Other friends, other stories of rupture or elongating silences between briefer calls. I don’t miss them. I know of more solid and estimable accomplishments by Mercersburg alumni since my day than any I’ve seen from Harvard or Cornell. Not saying they’re completely absent from the ghostly honor roll I imagine, but they’ve all made their choices as I have made mine, and theirs are none of my business. Truthfully, I’ve never bought the official class ring from any school I’ve attended, and the first Harvard sweatshirt I ever owned was a gift from my wife a few years back. At some level, always the solitary.

Perhaps I should be more interested in what other of my peers have been up to. 

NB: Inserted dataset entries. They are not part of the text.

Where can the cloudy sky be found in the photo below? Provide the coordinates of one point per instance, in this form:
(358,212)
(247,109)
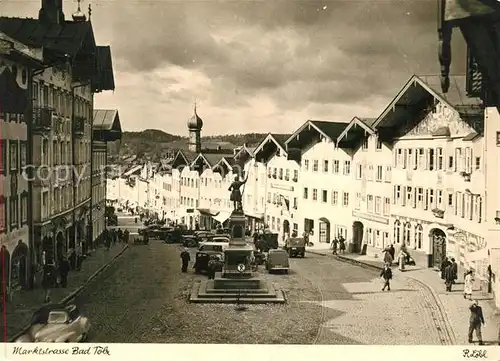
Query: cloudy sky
(258,66)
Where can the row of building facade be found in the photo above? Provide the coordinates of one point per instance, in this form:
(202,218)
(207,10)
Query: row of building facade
(422,173)
(52,140)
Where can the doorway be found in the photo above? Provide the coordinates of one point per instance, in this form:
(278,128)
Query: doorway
(324,230)
(357,236)
(438,241)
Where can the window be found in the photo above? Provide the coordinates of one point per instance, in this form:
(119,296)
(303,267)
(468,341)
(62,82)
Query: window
(369,203)
(421,158)
(407,234)
(419,236)
(420,197)
(430,159)
(335,167)
(357,203)
(388,174)
(13,216)
(335,198)
(477,163)
(3,226)
(378,205)
(369,172)
(387,206)
(397,195)
(379,173)
(397,232)
(13,155)
(345,199)
(347,167)
(3,148)
(359,171)
(439,156)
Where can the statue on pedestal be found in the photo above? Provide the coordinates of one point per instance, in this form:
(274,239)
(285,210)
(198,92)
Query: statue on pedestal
(236,194)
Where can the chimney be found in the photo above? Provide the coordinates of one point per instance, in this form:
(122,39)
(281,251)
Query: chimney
(51,12)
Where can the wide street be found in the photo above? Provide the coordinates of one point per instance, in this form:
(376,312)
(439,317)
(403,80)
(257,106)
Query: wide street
(142,297)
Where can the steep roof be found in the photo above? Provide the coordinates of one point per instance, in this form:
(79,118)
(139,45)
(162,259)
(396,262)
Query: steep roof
(65,38)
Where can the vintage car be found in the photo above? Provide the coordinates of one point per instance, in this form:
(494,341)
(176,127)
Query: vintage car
(189,241)
(277,260)
(205,251)
(296,247)
(57,323)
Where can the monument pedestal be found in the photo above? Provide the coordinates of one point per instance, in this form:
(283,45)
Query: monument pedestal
(236,282)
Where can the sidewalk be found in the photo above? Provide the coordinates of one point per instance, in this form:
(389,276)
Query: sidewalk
(23,303)
(452,304)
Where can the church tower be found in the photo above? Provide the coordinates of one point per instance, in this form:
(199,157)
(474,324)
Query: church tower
(195,123)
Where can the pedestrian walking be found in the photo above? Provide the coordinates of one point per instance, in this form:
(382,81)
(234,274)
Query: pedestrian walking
(185,257)
(476,320)
(341,244)
(386,275)
(454,266)
(63,271)
(401,260)
(448,277)
(212,264)
(468,281)
(335,243)
(444,263)
(388,258)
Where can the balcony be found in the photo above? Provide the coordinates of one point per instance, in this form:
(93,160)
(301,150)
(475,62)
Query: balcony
(42,119)
(79,126)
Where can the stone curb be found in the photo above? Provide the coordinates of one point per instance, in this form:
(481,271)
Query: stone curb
(73,294)
(449,329)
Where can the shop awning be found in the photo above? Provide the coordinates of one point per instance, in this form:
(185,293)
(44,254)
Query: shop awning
(222,216)
(208,212)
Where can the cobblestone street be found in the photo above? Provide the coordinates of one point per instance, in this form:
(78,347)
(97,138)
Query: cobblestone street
(142,297)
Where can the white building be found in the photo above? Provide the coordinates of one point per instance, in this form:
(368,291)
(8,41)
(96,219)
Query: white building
(325,182)
(279,185)
(371,189)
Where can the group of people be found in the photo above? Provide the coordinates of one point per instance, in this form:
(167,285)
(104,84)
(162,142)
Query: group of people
(338,243)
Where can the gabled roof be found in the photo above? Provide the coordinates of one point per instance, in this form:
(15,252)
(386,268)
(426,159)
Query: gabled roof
(363,123)
(277,139)
(65,38)
(419,92)
(329,130)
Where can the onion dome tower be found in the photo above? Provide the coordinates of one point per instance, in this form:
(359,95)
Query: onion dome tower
(195,123)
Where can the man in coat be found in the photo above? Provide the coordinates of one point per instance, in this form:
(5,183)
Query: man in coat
(476,320)
(185,257)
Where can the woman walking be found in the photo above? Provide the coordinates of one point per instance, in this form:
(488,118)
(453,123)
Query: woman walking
(468,285)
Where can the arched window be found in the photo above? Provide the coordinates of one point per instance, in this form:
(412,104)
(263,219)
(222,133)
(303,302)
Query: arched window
(419,234)
(407,234)
(397,232)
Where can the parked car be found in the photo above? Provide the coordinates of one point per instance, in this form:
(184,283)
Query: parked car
(189,241)
(296,247)
(204,253)
(277,260)
(57,323)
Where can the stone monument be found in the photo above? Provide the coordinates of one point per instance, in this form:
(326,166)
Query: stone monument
(237,283)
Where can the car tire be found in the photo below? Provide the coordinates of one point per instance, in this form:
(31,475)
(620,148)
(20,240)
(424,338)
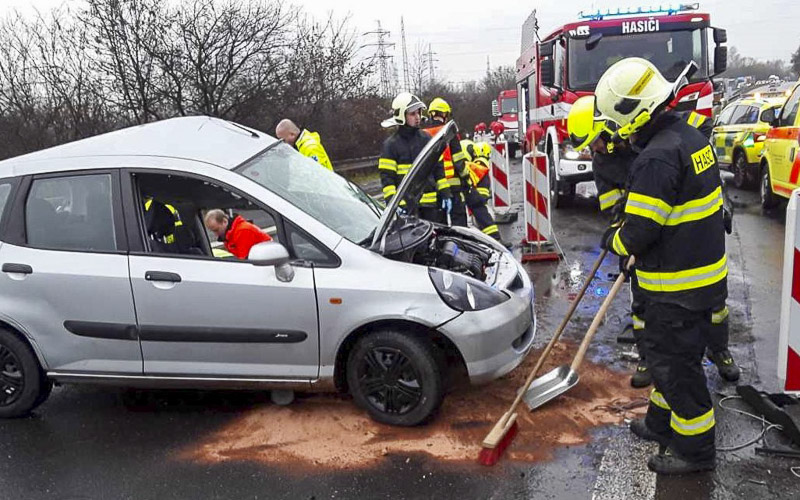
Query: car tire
(741,179)
(768,198)
(21,378)
(395,377)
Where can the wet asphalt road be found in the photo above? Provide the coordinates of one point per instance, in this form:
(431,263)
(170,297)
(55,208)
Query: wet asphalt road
(108,443)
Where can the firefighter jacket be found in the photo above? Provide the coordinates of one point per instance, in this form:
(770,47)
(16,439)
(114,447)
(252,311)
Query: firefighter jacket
(452,161)
(673,217)
(397,156)
(242,235)
(309,145)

If you’re feeling some of the phenomena Eastwood was describing, I sympathize. I’m probably too oddball to have anything helpful to offer beyond what I’ve already written in the past. I have no idea how much of my blog content you have read, but here’s the lead graphic from one of my own dalliances with dread.

The article that goes with the graphic is here, along with two other posts that might be relevant…

Wasting Away

Wheels Within Wheels (EOY ‘24 Thoughts)

My Ghost Prevention Plan

Yesterday I cobbled together a video for my post-death escape from that grave for a drone-level flying tour of all the marvelous places I’ve visited or lived in during a long life. The hardware comes from my design of Johnny Dodge’s quantum instrument panel from his 1953 Chevy pickup truck. AI tools may make that flying tour possible more easily than I’d have imagined before I imagined it.



I always write a little something on my birthday. Guess you’re the unlucky audience this time. In recent years been taking a selfie on the day also, just to measure time’s toll. 2025 seems to have been a bad hair year. This last bit is just for you from me: All is Vanity.